While most of the desserts we made tasted ok, the presentation was extremely difficult to master since pastry and desserts take quite a lot of practice and precision.
Overall, Pure Dessert had too many complicated recipes for your average home cook. I don’t recommend this cookbook, unless you’ve got lots of experience baking desserts.
The author is really into different flavours and experimenting with things you don’t necessarily see in desserts. I really like the way she’s unconventional in this cookbook. When I read how she describes everything, I get more into it and more excited to try it.
At home, before our main cook day, I made this panforte nero, full of nuts, dates and molasses. It came out hard as rock!
One thing I really like about this book is that the author talks about the need for quality ingredients, and experimenting with unlikely ingredients. It really makes you start to think, and challenges you to come up with your own ideas. I love a cookbook that does that.
Even though the recipes looked simple, they didn’t really come together a promised, and I don’t think it was entirely our fault. Our guest chef on the show, Thomas Haas, pointed out that some common steps were not included in the recipes.
And when I made a couple of things at home, I found the bake times were off. I tried to adjust things for my oven but one of my desserts came out hard as a rock! I don’t recommend this cookbook for anyone other than experienced chefs.
Does this cookbook earn the A&K Stamp of Approval?
No. We don’t think this book delivers on its promises, so it doesn’t get our stamp of approval. However, if you have advanced experience making pastries and desserts, it may be a good buy for you.
Our Guest Chef
Our guest chef was Thomas Haas, an award-winning 4th generation pastry chef and currently the Executive Pastry Chef at Vancouver’s Four Seasons Hotel.
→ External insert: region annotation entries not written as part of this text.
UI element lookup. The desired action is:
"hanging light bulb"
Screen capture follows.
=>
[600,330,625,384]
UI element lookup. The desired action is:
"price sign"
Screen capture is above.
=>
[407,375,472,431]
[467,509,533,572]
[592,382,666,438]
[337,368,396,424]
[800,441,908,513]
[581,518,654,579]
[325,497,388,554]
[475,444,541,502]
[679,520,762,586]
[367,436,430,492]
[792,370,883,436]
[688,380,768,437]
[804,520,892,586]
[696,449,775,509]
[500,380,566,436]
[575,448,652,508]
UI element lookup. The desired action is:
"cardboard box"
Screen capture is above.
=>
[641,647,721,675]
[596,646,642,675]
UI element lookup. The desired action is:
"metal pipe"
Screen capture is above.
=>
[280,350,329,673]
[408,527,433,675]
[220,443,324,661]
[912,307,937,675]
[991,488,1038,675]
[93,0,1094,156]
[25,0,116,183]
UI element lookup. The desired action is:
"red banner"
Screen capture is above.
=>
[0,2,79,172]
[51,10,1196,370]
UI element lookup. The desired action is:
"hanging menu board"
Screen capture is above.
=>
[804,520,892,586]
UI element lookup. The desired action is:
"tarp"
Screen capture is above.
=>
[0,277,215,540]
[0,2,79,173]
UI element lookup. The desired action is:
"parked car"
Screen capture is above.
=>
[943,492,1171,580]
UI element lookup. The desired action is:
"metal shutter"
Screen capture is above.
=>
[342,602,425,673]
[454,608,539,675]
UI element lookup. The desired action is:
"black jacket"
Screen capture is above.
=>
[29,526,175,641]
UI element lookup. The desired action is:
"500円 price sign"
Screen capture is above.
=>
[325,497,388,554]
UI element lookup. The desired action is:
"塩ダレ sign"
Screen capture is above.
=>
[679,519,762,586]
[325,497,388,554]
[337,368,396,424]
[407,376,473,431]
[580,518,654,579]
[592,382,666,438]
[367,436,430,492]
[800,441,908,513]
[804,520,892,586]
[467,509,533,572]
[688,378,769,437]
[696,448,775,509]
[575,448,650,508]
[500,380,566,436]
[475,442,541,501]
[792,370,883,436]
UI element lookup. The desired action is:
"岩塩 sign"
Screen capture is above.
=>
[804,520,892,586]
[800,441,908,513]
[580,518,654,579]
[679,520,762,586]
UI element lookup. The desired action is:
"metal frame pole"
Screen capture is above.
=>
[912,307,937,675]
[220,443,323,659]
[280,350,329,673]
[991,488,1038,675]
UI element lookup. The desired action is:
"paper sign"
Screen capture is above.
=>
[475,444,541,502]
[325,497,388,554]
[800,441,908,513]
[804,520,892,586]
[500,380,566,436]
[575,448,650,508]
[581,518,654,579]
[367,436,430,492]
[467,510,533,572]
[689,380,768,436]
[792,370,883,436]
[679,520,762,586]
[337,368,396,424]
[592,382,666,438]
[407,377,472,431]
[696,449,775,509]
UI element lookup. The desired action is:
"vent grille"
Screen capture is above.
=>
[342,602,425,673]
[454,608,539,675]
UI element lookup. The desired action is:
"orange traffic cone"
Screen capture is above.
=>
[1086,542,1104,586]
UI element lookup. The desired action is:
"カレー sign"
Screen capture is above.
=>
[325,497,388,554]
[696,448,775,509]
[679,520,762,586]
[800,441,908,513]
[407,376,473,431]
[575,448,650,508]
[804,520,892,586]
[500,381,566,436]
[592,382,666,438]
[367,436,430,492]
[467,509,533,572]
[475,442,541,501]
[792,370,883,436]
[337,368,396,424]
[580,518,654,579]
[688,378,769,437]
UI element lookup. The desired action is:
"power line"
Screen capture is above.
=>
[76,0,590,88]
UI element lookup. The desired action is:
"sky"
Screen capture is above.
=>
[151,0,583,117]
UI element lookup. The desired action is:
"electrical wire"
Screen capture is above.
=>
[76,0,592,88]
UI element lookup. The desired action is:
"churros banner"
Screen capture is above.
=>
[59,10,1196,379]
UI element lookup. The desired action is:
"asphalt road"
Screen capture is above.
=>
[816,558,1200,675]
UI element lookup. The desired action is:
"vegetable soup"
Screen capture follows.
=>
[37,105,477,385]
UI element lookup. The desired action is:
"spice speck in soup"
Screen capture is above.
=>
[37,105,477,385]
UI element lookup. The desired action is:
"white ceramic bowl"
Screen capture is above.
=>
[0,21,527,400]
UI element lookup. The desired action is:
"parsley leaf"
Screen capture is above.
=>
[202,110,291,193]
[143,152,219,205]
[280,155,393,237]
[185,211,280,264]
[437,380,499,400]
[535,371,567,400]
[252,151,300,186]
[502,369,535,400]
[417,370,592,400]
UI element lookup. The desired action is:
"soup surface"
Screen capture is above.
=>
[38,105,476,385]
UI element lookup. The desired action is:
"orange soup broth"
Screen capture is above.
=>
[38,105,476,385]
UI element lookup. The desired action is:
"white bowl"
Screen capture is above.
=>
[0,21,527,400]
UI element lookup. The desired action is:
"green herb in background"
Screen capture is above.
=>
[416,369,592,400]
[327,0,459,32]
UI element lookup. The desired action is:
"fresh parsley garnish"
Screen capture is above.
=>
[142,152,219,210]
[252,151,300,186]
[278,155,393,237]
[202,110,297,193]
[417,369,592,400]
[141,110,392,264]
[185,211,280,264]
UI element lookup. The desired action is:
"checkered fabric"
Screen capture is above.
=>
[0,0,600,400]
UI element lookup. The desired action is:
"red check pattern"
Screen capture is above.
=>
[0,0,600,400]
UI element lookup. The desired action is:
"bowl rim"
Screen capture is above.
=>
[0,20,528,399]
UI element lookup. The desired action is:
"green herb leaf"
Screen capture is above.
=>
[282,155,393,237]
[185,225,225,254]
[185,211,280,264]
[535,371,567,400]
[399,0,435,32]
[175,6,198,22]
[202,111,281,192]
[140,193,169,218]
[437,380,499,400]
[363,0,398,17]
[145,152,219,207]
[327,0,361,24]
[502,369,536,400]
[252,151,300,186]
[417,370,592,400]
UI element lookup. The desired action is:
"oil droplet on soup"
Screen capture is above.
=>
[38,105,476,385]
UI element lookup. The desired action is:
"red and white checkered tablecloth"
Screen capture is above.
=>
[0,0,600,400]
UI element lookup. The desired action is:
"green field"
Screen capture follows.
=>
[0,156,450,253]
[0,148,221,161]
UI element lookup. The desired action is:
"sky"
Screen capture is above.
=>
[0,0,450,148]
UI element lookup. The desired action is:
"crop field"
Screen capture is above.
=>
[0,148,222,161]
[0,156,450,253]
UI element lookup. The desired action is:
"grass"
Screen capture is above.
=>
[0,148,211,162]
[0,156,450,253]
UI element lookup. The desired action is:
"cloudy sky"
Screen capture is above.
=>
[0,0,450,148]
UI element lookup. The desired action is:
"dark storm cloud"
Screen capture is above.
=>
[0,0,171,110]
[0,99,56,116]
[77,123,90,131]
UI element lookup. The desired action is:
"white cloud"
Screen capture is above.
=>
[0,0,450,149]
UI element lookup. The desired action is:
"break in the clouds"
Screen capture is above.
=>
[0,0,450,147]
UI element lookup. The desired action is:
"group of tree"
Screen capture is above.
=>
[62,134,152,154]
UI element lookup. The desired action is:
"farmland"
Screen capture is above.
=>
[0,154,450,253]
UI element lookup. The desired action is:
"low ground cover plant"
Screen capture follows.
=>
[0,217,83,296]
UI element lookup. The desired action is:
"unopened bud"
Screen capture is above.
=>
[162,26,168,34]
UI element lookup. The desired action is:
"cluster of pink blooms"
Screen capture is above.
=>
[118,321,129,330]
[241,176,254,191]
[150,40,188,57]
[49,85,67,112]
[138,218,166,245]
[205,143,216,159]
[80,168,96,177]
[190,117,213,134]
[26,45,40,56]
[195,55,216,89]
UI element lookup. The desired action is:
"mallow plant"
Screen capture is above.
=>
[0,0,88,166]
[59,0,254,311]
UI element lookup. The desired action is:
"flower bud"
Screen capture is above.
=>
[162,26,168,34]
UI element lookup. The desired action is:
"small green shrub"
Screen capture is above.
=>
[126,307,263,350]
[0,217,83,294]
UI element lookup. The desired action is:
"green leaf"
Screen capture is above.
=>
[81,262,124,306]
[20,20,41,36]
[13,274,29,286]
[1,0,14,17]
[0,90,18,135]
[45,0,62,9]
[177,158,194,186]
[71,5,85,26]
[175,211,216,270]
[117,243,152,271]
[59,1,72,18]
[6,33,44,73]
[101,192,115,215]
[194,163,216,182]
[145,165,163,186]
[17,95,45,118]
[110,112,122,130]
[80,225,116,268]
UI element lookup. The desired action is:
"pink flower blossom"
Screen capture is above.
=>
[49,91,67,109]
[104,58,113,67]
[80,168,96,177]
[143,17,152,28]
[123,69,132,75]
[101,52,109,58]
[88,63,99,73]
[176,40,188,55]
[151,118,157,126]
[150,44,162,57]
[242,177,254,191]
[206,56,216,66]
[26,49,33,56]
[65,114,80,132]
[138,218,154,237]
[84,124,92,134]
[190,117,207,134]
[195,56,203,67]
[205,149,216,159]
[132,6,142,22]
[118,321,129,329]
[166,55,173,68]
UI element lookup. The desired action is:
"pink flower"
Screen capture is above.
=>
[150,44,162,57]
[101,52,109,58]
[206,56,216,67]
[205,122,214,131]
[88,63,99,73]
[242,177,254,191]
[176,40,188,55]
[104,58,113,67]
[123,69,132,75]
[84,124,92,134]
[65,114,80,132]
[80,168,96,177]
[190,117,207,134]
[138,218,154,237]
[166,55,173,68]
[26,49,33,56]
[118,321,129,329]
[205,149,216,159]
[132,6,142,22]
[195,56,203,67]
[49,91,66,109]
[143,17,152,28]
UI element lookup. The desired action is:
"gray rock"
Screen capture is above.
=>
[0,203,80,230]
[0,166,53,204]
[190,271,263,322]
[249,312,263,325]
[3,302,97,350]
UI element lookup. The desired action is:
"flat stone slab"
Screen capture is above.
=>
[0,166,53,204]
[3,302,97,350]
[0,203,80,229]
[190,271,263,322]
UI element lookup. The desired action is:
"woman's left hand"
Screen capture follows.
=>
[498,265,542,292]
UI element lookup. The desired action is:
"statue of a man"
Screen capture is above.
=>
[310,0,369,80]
An excerpt from his bio: “Thomas Haas Fine Chocolates was named one of the TOP 20 Artisan Chocolatiers in Chocolatier Magazine’s 20th anniversary issue (Feb/March 2004). In 2007, the Chamber of Commerce awarded Thomas Haas Fine Chocolates with the Business Person of the Year Award and the Service Excellence Award in 2008. Thomas was awarded TOP 10 CHOCOLATIER IN NORTH AMERICA by Dessert Professional Magazine (January 2010 issue).”